Google Adds OCR To PDF and Images
Kilrah_il writes "Now you have the option to OCR every PDF and image you upload to Google Docs. 'When you upload files to Google Docs, you'll notice a new option that tells Google to convert the text from PDF and image files to Google Docs documents. ... I've tried to convert an excerpt from the book Rework and the result wasn't great. About 10% of the text has been incorrectly converted and the formatting hasn't been preserved.'"
F1r5t p0st? (OCR's by Google)
Could google provide some sort of opt-in service where our PDFs (one word at a time) could appear as a captcha. More or less what reCaptcha does, except with something a bit newer.
Didn't fail at all on a PDF with typed text for me. Did you actually try it?
I bet they don't actually use OCR on a PDF with typed text as they can just extract it from the PDF, they probably use that on images inside PDFs though.
Erik Dalén
I know with several services, like Google Voice, they had a link or checkbox to indicate that "this transcription is lousy, I can do better" with an option to do so, which was presumably sent back to improve the service. It really seemed to work, too, the quality of Google Voice's voicemail-to-text transcriptions started off horrible, and has since become awesome. Same goes for the built-in speech-to-text in Android. If Google includes something like that here to tune whatever machine learning algos they're using, I have no doubt it will rapidly progress to a usable state.
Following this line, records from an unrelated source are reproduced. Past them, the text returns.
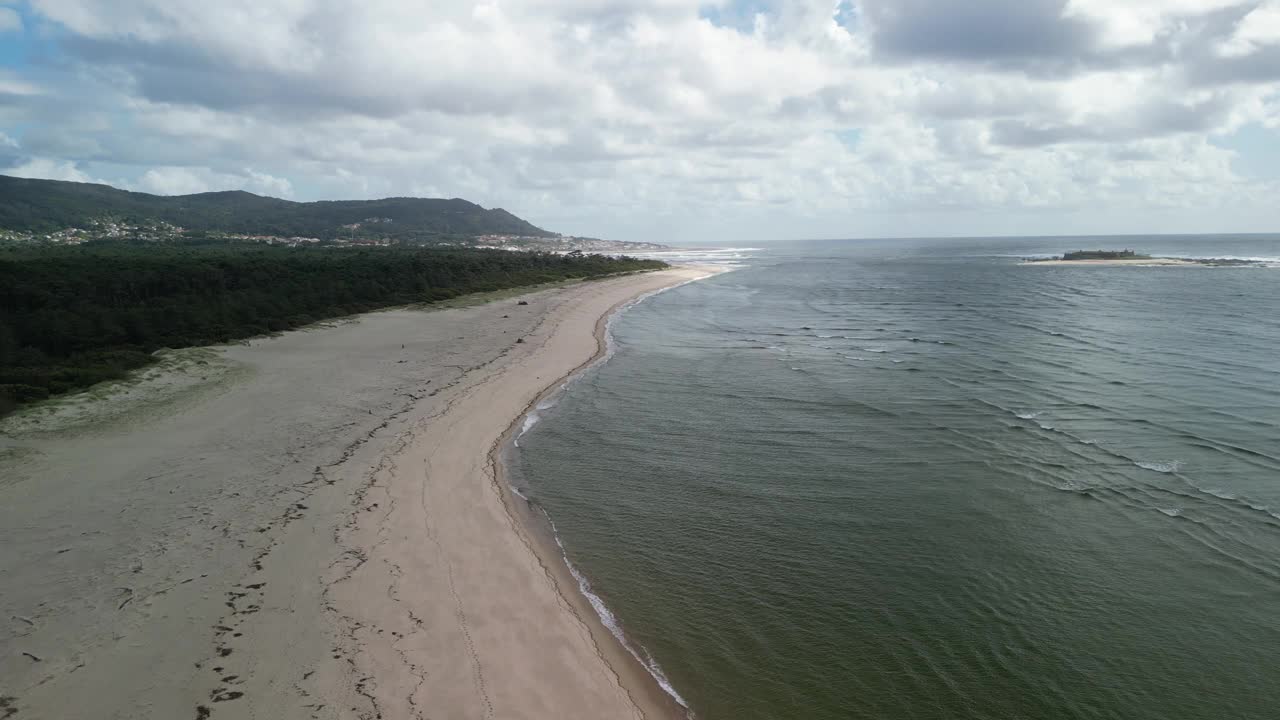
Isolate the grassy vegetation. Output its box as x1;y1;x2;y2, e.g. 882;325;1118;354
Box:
0;245;663;414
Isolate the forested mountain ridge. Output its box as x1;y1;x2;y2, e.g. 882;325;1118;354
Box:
0;176;554;241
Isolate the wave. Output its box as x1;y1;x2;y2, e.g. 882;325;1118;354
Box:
543;510;691;712
1133;460;1183;474
507;274;710;717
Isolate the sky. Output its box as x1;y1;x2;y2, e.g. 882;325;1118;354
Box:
0;0;1280;243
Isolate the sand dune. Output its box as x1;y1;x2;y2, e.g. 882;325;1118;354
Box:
0;268;705;720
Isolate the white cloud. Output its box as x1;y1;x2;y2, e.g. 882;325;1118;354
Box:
1221;0;1280;56
0;8;23;32
4;158;105;182
0;0;1280;240
129;167;293;197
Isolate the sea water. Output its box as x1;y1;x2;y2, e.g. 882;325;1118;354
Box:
515;237;1280;720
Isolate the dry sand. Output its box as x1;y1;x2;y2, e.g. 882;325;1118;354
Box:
0;268;707;720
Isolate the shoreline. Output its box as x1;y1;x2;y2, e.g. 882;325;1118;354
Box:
334;266;714;720
0;266;714;720
489;268;726;720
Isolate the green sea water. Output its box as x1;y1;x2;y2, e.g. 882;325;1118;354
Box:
515;237;1280;720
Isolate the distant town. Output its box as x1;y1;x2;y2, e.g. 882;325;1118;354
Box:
0;218;667;255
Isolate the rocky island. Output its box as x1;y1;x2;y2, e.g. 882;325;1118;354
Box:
1021;249;1265;268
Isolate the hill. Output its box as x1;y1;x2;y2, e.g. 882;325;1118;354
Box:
0;176;556;241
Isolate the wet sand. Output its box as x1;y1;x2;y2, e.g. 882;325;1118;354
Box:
0;268;707;720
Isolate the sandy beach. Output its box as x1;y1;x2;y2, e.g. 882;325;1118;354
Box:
0;268;708;720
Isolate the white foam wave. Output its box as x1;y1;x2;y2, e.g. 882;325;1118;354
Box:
1133;460;1183;473
507;270;721;716
544;512;689;710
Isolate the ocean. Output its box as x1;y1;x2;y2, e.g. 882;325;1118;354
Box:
513;236;1280;720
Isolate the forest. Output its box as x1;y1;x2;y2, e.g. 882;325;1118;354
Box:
0;243;664;414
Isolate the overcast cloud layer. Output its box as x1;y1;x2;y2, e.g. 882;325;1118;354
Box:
0;0;1280;242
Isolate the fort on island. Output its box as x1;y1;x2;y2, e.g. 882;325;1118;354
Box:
1062;250;1151;260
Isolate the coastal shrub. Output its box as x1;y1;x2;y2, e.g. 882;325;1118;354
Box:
0;384;49;399
0;243;664;412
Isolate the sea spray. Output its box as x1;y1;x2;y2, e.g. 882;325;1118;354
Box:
507;265;733;717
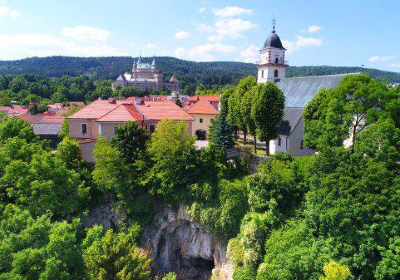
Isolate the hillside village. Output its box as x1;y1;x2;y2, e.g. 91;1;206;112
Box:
0;11;400;280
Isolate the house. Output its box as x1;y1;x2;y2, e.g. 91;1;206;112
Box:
17;112;65;148
257;22;357;156
184;99;219;140
0;105;29;117
67;98;194;162
187;95;220;111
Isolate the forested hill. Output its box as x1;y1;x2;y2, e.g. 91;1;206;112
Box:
0;56;400;85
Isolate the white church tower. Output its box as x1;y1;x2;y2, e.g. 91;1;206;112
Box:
257;19;288;83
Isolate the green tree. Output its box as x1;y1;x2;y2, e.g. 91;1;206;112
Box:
319;261;351;280
83;226;151;280
229;76;257;144
210;111;235;153
251;82;285;156
303;74;390;151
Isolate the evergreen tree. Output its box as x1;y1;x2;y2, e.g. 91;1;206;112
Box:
251;82;285;156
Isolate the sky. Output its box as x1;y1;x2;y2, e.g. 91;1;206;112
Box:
0;0;400;72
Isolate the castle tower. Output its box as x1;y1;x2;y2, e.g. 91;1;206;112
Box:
257;19;288;83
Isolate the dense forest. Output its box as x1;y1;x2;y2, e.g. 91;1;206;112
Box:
0;56;400;87
0;75;400;280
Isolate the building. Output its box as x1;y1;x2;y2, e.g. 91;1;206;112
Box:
17;112;65;148
257;23;357;156
67;98;194;162
184;100;219;140
187;95;220;111
111;56;179;92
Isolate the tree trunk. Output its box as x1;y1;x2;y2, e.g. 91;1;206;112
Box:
265;140;269;157
254;133;257;154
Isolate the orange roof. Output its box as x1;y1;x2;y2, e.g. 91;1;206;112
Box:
188;95;219;102
98;104;143;122
68;100;126;119
136;101;193;121
185;100;219;115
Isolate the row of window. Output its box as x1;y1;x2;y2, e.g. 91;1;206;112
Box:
81;123;156;134
261;70;279;79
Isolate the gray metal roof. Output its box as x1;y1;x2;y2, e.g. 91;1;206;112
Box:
32;123;62;135
278;107;303;135
276;73;358;107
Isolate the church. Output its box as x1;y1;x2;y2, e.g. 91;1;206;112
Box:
257;22;357;156
111;56;179;92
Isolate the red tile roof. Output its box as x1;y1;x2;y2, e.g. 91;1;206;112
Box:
0;105;29;116
98;104;143;122
68;100;126;119
184;100;219;115
136;101;194;121
188;95;219;102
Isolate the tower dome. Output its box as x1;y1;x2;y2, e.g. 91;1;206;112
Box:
264;27;286;50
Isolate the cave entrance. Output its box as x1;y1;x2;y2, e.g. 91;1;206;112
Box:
172;250;215;280
155;221;215;280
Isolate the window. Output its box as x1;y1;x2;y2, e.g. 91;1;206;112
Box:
82;123;87;134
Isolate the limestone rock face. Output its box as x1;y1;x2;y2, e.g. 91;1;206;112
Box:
141;205;232;280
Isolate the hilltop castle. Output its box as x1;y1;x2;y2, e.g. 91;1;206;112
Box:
111;56;179;92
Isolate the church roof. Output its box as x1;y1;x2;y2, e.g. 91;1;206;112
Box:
276;73;357;108
278;107;303;135
264;29;286;50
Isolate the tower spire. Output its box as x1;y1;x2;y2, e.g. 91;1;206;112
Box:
272;12;276;32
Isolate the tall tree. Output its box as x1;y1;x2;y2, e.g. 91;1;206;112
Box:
251;82;285;156
229;76;257;144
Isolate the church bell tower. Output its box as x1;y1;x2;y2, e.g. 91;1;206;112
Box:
257;19;288;83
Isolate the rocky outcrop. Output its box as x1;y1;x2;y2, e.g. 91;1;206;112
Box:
141;203;232;280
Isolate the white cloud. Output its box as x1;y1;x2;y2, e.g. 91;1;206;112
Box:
390;62;400;69
197;18;257;42
61;25;110;41
308;25;323;33
175;43;236;61
0;6;21;18
0;33;126;59
146;43;158;49
282;36;324;54
175;31;190;39
369;55;395;62
213;7;253;17
240;45;259;63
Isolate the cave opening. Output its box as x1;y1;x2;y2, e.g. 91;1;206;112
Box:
155;221;215;280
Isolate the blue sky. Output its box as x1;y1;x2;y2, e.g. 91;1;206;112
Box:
0;0;400;72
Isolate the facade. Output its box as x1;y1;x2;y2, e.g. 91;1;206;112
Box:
111;57;179;92
67;98;194;162
257;23;357;156
187;95;220;111
185;100;219;140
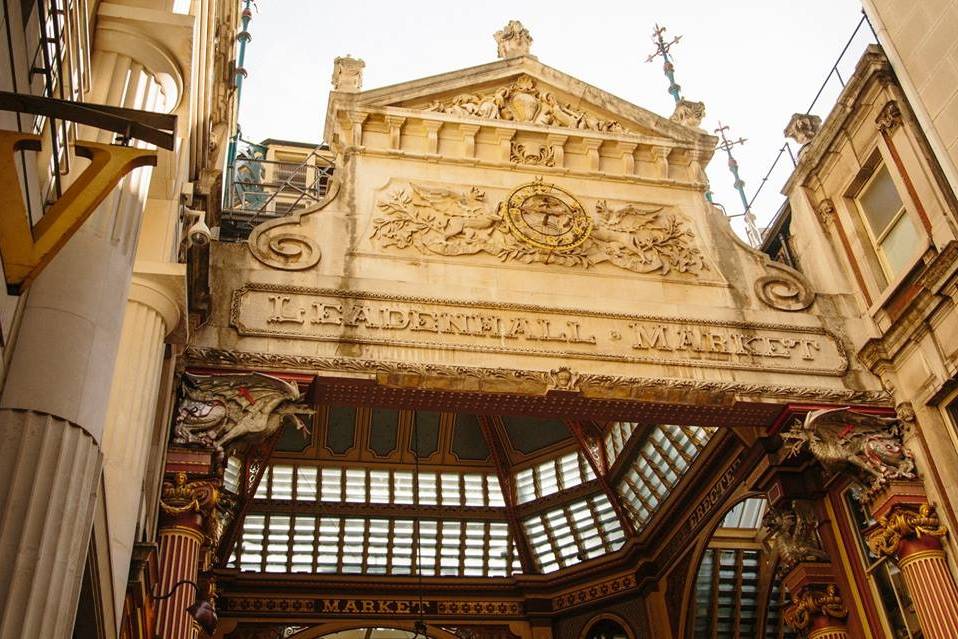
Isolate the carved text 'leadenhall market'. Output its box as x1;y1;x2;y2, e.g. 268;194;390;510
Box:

Dislike the Electoral College? Lobby your state to join the National Popular Vote Interstate Compact.
I've just tried with the extract.
The text extraction seams to have worked well. Unsurprisingly the formatting has been lost and it has got confused with the REwork type bits. PDFs are not designed with extraction to a editable format in mind, so getting any of the formatting is impressive in my book.
Wow, I should not post when knackered.
They really should hide the text underneath the actual scanned image, though, so that what you're actually looking at is the real page, but searchable. That takes care of the issue with layout, and since you aren't actually trying to read the garbled text, although 10% is still a rather high error rate it won't matter as much because you'll only notice it if you're trying to copy-and-paste or you might search for something and miss a few of the hits because it was incorrectly OCR'd. Not a huge deal.
Alexander Peter Kristopeit bought his basement from his mommy for one dollar.
I don't know for sure what's running behind this, but Google's OCRopus is Apache, as is the actual OCR engine behind it, tesseract.
Mod points: Guaranteed to remove your sense of humor.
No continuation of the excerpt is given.